Jubir86|| PURWAKARTA
Purwakarta – Sejumlah aktivis kebijakan publik mendesak Pemerintah Kabupaten Purwakarta untuk segera meninjau ulang kebijakan pemberian Tambahan Penghasilan Pegawai (TPP) bagi Aparatur Sipil Negara (ASN). Desakan ini mencuat setelah pemerintah pusat mengurangi Transfer ke Daerah (TKD) untuk Purwakarta sebesar Rp300 miliar pada tahun anggaran 2026.
Aktivis Analitika Purwakarta, Risky Widya Tama, menilai Peraturan Bupati Nomor 5 Tahun 2024 yang menjadi dasar pemberian TPP ASN memang bertujuan meningkatkan kesejahteraan pegawai dan mendorong kinerja birokrasi. Namun, ia menegaskan kebijakan ini harus ditinjau ulang karena menambah beban berat pada APBD.
“Ketika TKD turun, otomatis ruang fiskal daerah makin sempit. Kalau belanja pegawai, terutama TPP ASN, tidak dikaji ulang, APBD kita akan lebih banyak habis untuk birokrasi daripada pelayanan publik,” kata Risky, Rabu (2/10).
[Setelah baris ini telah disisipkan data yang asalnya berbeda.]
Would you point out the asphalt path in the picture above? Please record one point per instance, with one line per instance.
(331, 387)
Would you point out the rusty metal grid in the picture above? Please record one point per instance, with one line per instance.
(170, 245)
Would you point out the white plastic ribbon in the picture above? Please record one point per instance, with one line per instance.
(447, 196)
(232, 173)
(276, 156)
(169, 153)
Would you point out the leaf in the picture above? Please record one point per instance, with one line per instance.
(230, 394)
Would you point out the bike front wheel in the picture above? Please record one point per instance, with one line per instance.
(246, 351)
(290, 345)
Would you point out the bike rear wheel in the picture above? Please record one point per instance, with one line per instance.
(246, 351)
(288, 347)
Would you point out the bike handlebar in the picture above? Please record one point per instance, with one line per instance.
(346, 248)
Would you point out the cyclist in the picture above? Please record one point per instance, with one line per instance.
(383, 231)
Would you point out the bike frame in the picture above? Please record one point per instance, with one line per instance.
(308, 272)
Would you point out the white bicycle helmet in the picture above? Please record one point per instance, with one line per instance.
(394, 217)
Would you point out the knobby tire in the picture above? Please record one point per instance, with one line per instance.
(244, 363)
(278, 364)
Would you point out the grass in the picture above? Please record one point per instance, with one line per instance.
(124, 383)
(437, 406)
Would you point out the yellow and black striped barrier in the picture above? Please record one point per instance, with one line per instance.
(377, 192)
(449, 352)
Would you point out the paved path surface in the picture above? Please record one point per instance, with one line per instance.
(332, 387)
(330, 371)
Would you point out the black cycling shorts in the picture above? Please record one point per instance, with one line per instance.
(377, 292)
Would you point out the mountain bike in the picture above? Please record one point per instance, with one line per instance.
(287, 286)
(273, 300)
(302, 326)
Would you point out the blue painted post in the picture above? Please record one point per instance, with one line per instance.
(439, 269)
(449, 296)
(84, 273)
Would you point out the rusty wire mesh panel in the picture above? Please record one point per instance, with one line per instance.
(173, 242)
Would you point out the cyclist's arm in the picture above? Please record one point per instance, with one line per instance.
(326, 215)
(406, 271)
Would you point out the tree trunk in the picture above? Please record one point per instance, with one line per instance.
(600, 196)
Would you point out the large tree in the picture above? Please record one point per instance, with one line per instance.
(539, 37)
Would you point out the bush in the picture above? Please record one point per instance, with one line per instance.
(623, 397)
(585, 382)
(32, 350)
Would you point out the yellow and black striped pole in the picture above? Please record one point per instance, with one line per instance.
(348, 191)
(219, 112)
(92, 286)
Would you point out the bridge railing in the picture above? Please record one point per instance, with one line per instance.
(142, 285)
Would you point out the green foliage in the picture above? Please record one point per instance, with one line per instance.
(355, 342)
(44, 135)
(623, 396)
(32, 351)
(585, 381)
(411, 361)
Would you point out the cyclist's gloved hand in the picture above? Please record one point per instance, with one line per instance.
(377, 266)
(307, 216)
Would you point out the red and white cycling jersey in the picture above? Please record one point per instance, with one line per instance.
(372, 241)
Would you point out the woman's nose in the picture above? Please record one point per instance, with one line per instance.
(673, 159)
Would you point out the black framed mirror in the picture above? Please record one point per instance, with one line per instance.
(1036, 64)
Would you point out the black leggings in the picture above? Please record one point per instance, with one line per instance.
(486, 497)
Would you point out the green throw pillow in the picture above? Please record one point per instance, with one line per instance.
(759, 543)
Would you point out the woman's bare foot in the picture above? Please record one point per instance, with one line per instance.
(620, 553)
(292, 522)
Data Sistem Informasi Keuangan Daerah (SIKD) per 30 September 2025 menunjukkan bahwa belanja pegawai Purwakarta mencapai Rp1,08 triliun dari total belanja daerah Rp2,62 triliun, atau sekitar 41,3% dari APBD. Angka ini jauh lebih besar dibandingkan belanja modal yang hanya Rp140 miliar (5,3%).
Padahal, regulasi nasional sudah menetapkan batasan. Undang-Undang Nomor 1 Tahun 2022 tentang Hubungan Keuangan antara Pemerintah Pusat dan Daerah (UU HKPD) menyebutkan bahwa porsi belanja pegawai dalam APBD maksimal 30% dari total belanja daerah. Dengan realisasi 41,3%, Purwakarta berarti telah melampaui ambang batas tersebut.
Menurut Risky, kondisi ini menunjukkan ketimpangan orientasi anggaran daerah yang lebih berat ke belanja aparatur daripada pembangunan dan pelayanan publik.
“Kami tidak anti pada kesejahteraan ASN, tetapi prioritas APBD harus jelas: rakyat dulu. Sektor pendidikan, kesehatan, dan perlindungan sosial jangan dikalahkan oleh belanja birokrasi,” tegasnya.
Selain mendesak revisi Perbup 5/2024, aktivis juga mendorong DPRD Purwakarta untuk memperketat fungsi pengawasan. Mereka meminta laporan transparan mengenai porsi TPP ASN dalam belanja pegawai yang dianggarkan di RAPBD 2026.
Risky menambahkan, revisi TPP bukan hanya soal efisiensi anggaran, tetapi juga soal keberpihakan. “Ini soal politik anggaran. Kalau APBD kita tersandera belanja pegawai, rakyatlah yang dikorbankan,” ujarnya.